A progressiva modernização de França entra em choque com a sua forte veia católica e conservadora, especialmente nos espaços rurais. “Por baixo do ideal e dos olhos límpidos estendia-se, era sabido, um território informe, viscoso, que continha outras palavras e objetos, imagens e comportamentos”: o sexo torna-se muito mais presente na sociedade, e por isso muito mais atacado. É durante este confronto, que ainda não se pode chamar de geracional, que a menina se vai transformar em jovem adolescente, situação já de si repleta de conflitos pessoais e que se complica no meio deste ambiente. Num tom algures entre o intimista e a análise social, os comportamentos desta jovem nesta época podem ser atribuídos à generalidade dos adolescentes.

O Maio de 68 é um evento fulcral para a vida desta jovem, assim como o foi para muitos outros. “1968 era o primeiro ano do mundo.” Enquanto em Portugal ainda lutávamos por uma vida justa, digna e democrática, em França debatia-se e vivia-se livremente. Todos os conceitos conservadores e limitadores foram completamente destruídos, pelo menos no seio da comunidade jovem mais instruída. Dá-se a revolução sexual. O coletivo volta a ser importante e, por isso, a própria narrativa Ernaux torna-se muito menos pessoal.

No entanto, o fulgor revolucionário não é eterno, e vai-se esbatendo. A evolução tecnológica cada vez mais rápida traz o início da era do consumo, e a novidade torna-se rotina. A jovem adulta vai-se transformando, torna-se mãe, e apesar de nunca deixar de ter um espírito revolucionário (vota sempre à esquerda), a vida assenta. A novidade torna-se rotina, e tanto ela como França entram em letargia. Será só já no fim do século, com os sucessivos ataques terroristas dos anos 90 em França e o 11 de Setembro nos EUA, que haverá de novo um sentimento de sociedade em mudança.

Sendo este um livro que recorda o passado, é também uma reflexão sobre memória, a sua natureza, a forma como é reproduzida, e de que maneira molda a visão que temos de nós próprios. Ao longo do livro existe uma luta entre a memória que acaba por desaparecer e aquela que, sem praticamente darmos por isso, lutamos por manter. A primeira e última frases do livro resumem bem este sentimento. “Todas as imagens irão desaparecer”, “Salvar qualquer coisa do tempo onde não voltaremos a estar”. A implacabilidade do tempo, que eventualmente tudo faz esquecer, encontra resistência na nossa vontade de nos identificarmos, de sabermos quem somos.

Para a mulher de Os Anos, ou seja, para a própria Annie Ernaux, a vida é feita naquele limbo, entre o afastar-se do passado, de forma a tornar-se indivíduo, e o ir a encontro das memórias que nos asseguram de quem somos. A refeição em família é talvez o elemento essencial relativamente à memória.
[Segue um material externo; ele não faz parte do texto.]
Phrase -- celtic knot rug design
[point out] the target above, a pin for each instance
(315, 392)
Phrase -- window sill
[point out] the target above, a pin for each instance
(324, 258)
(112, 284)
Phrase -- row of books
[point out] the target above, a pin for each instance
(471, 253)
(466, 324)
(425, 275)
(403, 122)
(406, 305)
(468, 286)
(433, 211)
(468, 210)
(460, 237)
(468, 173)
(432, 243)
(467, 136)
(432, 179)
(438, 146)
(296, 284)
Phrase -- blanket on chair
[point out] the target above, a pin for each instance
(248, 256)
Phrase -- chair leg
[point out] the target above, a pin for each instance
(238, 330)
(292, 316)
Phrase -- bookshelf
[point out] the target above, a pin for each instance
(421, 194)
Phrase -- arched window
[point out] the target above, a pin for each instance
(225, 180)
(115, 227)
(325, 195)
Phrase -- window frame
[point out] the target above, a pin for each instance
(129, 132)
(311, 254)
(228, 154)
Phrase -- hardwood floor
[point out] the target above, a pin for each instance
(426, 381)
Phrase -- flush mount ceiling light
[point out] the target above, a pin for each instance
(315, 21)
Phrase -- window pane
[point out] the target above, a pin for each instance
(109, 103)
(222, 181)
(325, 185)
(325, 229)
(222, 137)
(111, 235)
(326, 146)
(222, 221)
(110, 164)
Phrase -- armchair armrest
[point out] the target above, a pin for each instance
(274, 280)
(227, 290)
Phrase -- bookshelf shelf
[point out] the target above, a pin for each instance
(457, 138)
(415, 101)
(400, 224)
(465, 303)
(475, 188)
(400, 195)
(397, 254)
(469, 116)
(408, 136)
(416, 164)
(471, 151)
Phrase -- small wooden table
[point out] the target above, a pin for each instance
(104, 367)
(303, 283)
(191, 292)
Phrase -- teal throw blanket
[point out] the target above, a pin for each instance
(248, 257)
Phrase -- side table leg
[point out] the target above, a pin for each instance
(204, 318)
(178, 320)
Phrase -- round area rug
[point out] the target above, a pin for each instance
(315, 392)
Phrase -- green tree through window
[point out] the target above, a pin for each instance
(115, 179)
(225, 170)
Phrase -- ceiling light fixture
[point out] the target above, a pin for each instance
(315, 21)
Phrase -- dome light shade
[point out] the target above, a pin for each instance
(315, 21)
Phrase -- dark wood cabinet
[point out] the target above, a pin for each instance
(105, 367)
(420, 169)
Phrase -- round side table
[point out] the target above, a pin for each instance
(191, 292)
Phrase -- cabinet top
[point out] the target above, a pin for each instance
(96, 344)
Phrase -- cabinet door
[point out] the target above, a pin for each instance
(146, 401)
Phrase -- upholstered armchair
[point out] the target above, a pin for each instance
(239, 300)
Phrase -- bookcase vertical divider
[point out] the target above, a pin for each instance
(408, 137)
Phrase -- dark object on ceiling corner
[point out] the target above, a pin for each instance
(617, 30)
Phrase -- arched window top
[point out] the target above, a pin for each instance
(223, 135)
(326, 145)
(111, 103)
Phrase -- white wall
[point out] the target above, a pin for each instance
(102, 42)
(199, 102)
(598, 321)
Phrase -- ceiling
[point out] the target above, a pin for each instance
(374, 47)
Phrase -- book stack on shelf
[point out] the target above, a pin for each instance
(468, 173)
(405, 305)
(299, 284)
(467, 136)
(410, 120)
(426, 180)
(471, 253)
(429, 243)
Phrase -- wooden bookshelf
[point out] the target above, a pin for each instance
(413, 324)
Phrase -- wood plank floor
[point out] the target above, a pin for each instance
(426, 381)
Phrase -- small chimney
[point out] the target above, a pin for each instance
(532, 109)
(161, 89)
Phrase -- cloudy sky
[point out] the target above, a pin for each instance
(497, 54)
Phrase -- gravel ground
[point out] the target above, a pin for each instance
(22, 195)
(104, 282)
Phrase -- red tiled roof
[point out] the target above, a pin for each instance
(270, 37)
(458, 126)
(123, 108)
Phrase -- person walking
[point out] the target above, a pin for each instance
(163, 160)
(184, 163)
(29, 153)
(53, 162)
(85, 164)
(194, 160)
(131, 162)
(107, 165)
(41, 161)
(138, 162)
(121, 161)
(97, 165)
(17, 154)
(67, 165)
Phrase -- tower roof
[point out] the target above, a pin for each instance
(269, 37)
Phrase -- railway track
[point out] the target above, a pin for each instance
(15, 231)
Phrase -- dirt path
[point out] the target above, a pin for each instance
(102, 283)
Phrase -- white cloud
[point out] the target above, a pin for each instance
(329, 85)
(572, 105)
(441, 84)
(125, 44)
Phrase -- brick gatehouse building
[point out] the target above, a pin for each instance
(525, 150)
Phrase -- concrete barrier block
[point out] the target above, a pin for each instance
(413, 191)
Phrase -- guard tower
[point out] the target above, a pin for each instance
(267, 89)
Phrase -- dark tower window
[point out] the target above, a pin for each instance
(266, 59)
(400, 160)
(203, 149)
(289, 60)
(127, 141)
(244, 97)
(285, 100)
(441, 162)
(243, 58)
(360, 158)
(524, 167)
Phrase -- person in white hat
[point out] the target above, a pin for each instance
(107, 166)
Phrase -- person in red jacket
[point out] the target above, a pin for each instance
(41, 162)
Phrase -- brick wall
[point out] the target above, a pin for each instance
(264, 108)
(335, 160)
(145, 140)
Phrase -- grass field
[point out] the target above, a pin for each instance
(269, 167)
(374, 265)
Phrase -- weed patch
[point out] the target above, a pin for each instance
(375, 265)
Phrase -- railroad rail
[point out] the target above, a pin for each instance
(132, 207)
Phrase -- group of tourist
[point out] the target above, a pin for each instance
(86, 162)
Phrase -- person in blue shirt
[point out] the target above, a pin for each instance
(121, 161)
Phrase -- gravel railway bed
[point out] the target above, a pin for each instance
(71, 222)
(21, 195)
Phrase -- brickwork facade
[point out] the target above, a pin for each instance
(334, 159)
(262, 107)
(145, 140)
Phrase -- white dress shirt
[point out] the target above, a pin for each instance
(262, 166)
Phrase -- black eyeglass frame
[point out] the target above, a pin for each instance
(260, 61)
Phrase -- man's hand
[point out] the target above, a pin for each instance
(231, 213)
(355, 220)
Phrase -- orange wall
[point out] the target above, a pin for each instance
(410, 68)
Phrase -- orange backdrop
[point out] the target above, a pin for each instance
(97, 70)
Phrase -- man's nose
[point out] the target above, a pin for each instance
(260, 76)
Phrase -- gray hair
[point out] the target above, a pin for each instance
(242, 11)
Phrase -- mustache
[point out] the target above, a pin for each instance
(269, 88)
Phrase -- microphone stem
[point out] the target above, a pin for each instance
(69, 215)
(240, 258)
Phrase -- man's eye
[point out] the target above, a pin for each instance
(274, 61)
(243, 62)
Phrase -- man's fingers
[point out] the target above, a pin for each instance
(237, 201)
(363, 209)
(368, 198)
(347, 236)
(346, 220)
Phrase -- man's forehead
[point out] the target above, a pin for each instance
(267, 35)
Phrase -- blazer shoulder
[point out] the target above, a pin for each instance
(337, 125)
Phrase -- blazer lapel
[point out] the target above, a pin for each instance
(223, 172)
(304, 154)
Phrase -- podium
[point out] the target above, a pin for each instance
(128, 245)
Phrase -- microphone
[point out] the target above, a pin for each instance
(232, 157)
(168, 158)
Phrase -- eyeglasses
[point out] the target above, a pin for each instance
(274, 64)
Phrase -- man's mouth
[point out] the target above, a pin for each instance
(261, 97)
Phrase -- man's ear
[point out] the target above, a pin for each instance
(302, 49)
É a tradição que se mantém, mas que se vai tornando cada vez mais diferente à medida que os anos passam. Nunca poderá voltar a ser o que era quando a mulher era criança, com as histórias sobre a Segunda Guerra Mundial, mas será sempre um local de encontro familiar.

Também para a sociedade francesa a questão da memória é importante. Após a guerra, França viu-se obrigada a reinventar-se, a recriar uma identidade. À medida que os anos vão passando, essa identidade vai-se tornando cada vez mais distante de um passado longínquo, mas que, no entanto, vai sempre retornando sobre uma forma ou outra.

Nesta espécie de autobiografia, a memória também se faz através da fotografia e do vídeo, permanecendo intacta. Num trabalho intermedial, a imagem torna-se texto para voltar a transformar-se em imagem na mente do leitor. Estas fotografias e vídeos contam uma história possível da protagonista, refletindo também sobre o que consideramos ser importante na altura em que se tira a foto, e aquilo que de facto, mais tarde, vimos a reconhecer como realmente importante.

Annie Ernaux desenha, assim, um retrato de si mesma que se confunde com o retrato da França que viveu. A autora consegue manter o equilíbrio entre o exagero da epopeia e a distância objetiva da crónica histórica. Falando do seu passado, fala do de todos, ou pelo menos daqueles que nele se reveem. Este livro vem dizer que acima de um “eu” haverá sempre um “nós” do qual somos indissociáveis.